A study of fetomaternal outcome of hepatic disorders in pregnancy

Mahima Jain, Himani Thaker


Background: Liver is a vital organ to maintain physiology of the body and supports every organ of the body. Its proper functioning during pregnancy is essential for a good maternal and fetal outcome. The study analyses the causes and fetomaternal outcome in pregnancies with jaundice and suggests measures to reduce morbidity and mortality.

Methods: This is a one-year prospective study in a tertiary care institute during which 7165 deliveries are conducted. Total 55 cases of Jaundice with pregnancy are identified and studied for clinical, biochemical profile, etiology and maternal and fetal outcome. 8 maternal deaths are reported amongst this study group.

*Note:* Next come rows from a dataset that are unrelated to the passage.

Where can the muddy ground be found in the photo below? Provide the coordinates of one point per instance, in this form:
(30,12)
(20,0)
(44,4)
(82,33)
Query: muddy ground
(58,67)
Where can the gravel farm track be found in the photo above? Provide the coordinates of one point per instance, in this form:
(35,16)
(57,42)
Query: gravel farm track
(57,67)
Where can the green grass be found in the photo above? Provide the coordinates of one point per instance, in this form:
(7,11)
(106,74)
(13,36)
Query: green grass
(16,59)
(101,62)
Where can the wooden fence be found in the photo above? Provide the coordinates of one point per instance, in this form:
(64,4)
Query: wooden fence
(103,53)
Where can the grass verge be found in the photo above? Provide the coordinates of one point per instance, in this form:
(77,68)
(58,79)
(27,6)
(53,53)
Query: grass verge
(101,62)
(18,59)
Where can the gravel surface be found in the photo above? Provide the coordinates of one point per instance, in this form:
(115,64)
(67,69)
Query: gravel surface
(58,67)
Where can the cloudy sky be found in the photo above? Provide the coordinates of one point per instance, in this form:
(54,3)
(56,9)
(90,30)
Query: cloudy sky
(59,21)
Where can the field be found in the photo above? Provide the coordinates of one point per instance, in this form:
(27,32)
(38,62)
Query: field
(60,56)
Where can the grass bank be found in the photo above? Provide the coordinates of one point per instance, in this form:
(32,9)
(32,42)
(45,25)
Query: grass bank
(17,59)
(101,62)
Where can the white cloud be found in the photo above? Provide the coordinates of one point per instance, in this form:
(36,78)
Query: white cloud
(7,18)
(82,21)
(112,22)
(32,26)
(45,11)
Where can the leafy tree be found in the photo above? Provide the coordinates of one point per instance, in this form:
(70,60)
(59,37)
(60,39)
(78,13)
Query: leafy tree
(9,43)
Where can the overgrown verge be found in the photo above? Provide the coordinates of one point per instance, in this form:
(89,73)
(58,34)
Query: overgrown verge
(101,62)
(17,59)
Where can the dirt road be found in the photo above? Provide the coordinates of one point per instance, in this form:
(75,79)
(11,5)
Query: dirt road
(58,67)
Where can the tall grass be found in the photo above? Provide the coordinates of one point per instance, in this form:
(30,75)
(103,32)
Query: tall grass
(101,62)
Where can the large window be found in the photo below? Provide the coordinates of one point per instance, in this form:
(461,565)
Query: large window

Results: In this study 55 cases of hepatic disorders in pregnancy are studied. The age group reported is 21-29 years. Majority 72% cases belong to rural areas and 85% in lower socioeconomic class. 96.3% patients were in the third trimester of pregnancy. Most common etiology of hepatic disorders in pregnancy is acute viral hepatitis followed by intrahepatic cholestasis of  pregnancy and preeclampsia and HELLP syndrome. In acute viral hepatitis 81% patients were hepatitis E positive. Most common complication are DIC followed by hemorrhagic shock and subsequently AKI and septicemia. 77.7% babies were born alive and 30.9% NICU admission due to severe birth asphyxia and prematurity. Of these 16.6% died in neonatal period. Maternal mortality in 14.5% patients due to viral hepatits, HELLP and septicemia.

Conclusions: Jaundice in pregnancy is a rare medical disorder and deadly combination affecting maternal and fetal outcome. Earl detection and timely intervention with multidisciplinary approach including obstetrician, neonatologist, intensivist and skilled nursing care can help to reduce maternal mortality and morbidity.